Lammert fordert Parlamentskanal: Fernsehdemokratie für alle
Öffentlichkeit im neuen Jahrtausend: Bundestagspräsident Lammert fordert einen Parlamentskanal - und kritisiert damit Phoenix. Dort schlägt man vor, die Debatten zu beleben.
Das Parlament tagt öffentlich. Die Frage ist nur: Was heißt das im dritten Jahrtausend?
Bundestagspräsident Norbert Lammert (CDU) hat vor kurzem gesagt, Öffentlichkeit sei heute nur über elektronische Medien zu erreichen - und so hat er dem Ältestenrat des Deutschen Bundestags eine Vorlage zugeleitet. Ihr Ziel ist ein eigener Parlaments-TV-Kanal, der alle Bundestagssitzungen eins zu eins überträgt, mit bundesweiter Verbreitung über die Kabelnetze und Astra Digital. Zunächst, sagte Lammert, wolle er aber eine Debatte über die Notwendigkeit eines solchen Kanals anregen. Eine Debatte, die schon vor über 20 Jahren geführt wurde. Einer, der sie auch damals schon anregte: der Abgeordnete Norbert Lammert.
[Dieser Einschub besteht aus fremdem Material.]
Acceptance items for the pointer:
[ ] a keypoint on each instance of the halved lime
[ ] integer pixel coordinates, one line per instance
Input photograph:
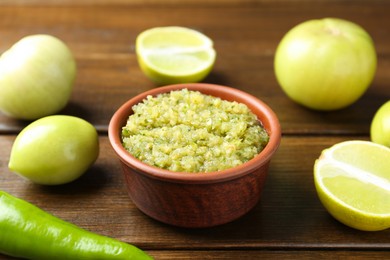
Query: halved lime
(352, 179)
(174, 54)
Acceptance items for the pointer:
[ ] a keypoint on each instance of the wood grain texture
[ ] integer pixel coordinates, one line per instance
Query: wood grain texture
(289, 222)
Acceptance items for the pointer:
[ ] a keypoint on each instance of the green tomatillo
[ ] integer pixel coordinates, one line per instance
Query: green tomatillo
(325, 64)
(54, 150)
(36, 77)
(380, 125)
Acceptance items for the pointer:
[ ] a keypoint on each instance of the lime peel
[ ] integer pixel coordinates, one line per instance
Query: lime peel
(356, 197)
(173, 54)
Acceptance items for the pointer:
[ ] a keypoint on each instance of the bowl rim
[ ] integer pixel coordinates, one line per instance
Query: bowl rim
(264, 113)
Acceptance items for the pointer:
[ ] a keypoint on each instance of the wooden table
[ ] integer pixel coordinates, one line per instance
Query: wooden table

Anders als damals ist Lammerts Initiative heute aber auch als Kritik am bestehenden Programm zu verstehen: an Phoenix. Phoenix startete 1997 als öffentlich-rechtlicher Parlamentskanal. Heute nennt er sich allerdings Dokumentations- und Ereigniskanal. Der Sender, der Bundestags- und Ausschussdebatten überträgt, schaltet weg, wenn außerhalb etwas Wichtiges passiert. Geht während einer Debatte ein Parteivorsitzender vor die Presse, kann es sein, dass Phoenix dorthin schaltet. Klaus Radke, scheidender Phoenix-Programmgeschäftsführer, sagt, Gesetze würden zudem nicht nur im Bundestag gemacht, sondern auch im Bundesrat, weshalb man auch von dort übertrage.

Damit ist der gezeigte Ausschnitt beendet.